4. Stage 3 — Visualise Results

fig, axes = plt.subplots(1, 3, figsize=(15, 4))

# Training curves
axes[0].plot(train_losses, label='Train', color='#e74c3c', lw=2)
axes[0].plot(test_losses,  label='Test',  color='#3498db', lw=2)
axes[0].set_title('BCE Loss vs Epoch'); axes[0].set_xlabel('Epoch')
axes[0].set_ylabel('Loss'); axes[0].legend()

axes[1].plot(test_accs, color='#2ecc71', lw=2)
axes[1].axhline(0.95, color='gray', linestyle='--', label='95% target')
axes[1].set_title('Test Accuracy vs Epoch'); axes[1].set_xlabel('Epoch')
axes[1].set_ylabel('Accuracy'); axes[1].legend()

# Decision boundary
xx, yy = np.meshgrid(np.linspace(-1.2,1.2,300), np.linspace(-1.2,1.2,300))
grid = np.c_[xx.ravel(), yy.ravel()]
Z, _ = net.forward(grid, training=False)
Z = Z.reshape(xx.shape)

cf = axes[2].contourf(xx, yy, Z, levels=50, cmap='RdBu_r', alpha=0.85)
axes[2].contour(xx, yy, Z, levels=[0.5], colors='k', linewidths=2)
for cls, col in [(0,'#e74c3c'),(1,'#3498db')]:
    m = y_te==cls
    axes[2].scatter(X_te[m,0], X_te[m,1], c=col, s=20, alpha=0.8, edgecolors='white', lw=0.5)
axes[2].set_title(f'Decision boundary\n(Test acc: {test_accs[-1]:.1%})')
axes[2].set_aspect('equal')
plt.colorbar(cf, ax=axes[2])

plt.suptitle('ch334: Neural Net from Scratch — Spiral Classification', fontsize=12)
plt.tight_layout()
plt.savefig('ch334_results.png', dpi=120)
plt.show()

5. Results & Reflection

What was built: A four-layer MLP with BatchNorm and Dropout, trained with Adam from scratch in NumPy — zero framework dependencies.
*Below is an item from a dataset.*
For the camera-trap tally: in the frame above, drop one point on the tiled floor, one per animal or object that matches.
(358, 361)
What math made it possible:

  • Forward pass matrix multiplications (ch304)

  • Chain rule through activation functions and BN (ch306, ch215)

  • Adam’s adaptive learning rates (ch312)

  • BatchNorm’s stable gradient flow (ch310)

Extension challenges:

  1. Replace BatchNorm with Layer Norm and measure the difference.

  2. Add L2 weight decay to Adam and compare final test accuracy.

  3. Replace the fixed architecture with a search: try 5 different hidden sizes and report the one with lowest test loss.